Given the extension in the title is finite, show that there exists an $n\geq 0 $ and $y \in L$ such that $y^{p^n} = t$ and $\mathbb F_p(t)(y) \leq L$ is a separable extension.
I have currently the result that if $x$ is inseparable over $K =\mathbb F_p(t)$ then $K(x)$ contains a $p$th root of $t$.
Here I am asked to show that essentially $L $ contains a $p^n$th root of $t$ for some non-negative $n$. I suspect that maybe I can manage to use some kind of inductive argument but I can't quite see how to set it up?
If $K(t) = K\leq L$ is separable to begin with, then we know that we can take $n=0$ since $t\in L$.
If not, then $\exists x \in L$ such that $x$ is inseparable over $K$.
then $\exists x_1 \in K(x)$ such that $x_1^p = t$.
If $K(x_1) \leq L$ is separable then we are done.
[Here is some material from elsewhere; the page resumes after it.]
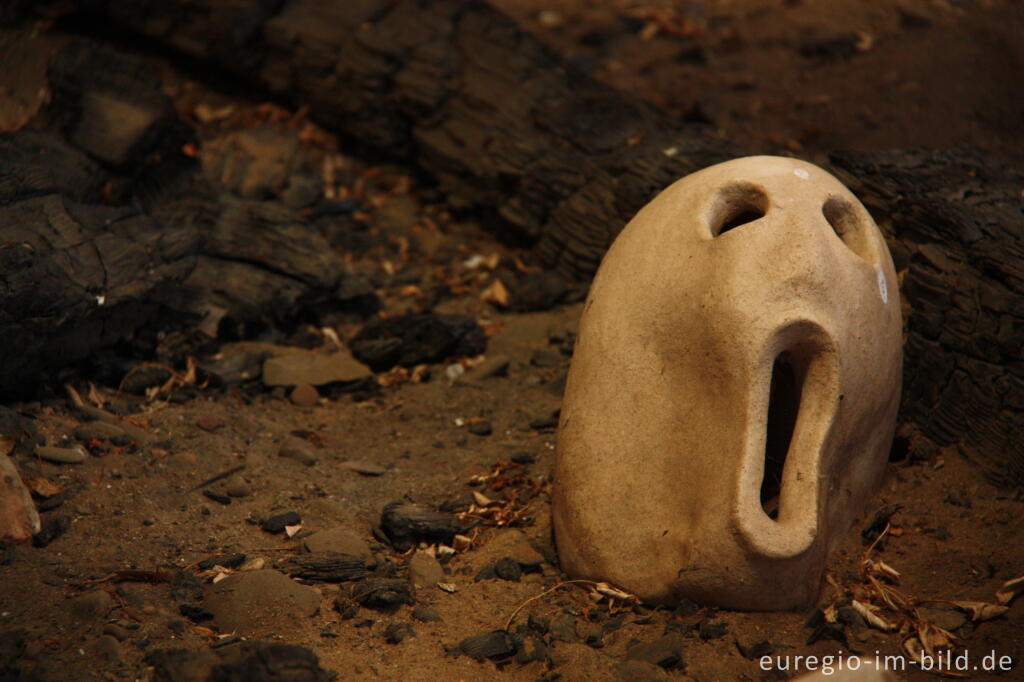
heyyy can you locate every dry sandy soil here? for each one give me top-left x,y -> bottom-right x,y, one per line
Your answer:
2,1 -> 1023,681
Otherwise,...
At this point I want to be able to say "rinse and repeat" with $x_1$ in place of $t$, so that if we find a $y \in L $ such that $y^p = x_1$ then $y^{p^2} = t$. Continue until we find a $y$ such that $K(y) \leq L$ is separable.
However I don't know if doing such a thing is legitimate, or even if it is a process that is guaranteed to terminate.
How might I be able to polish off this argument?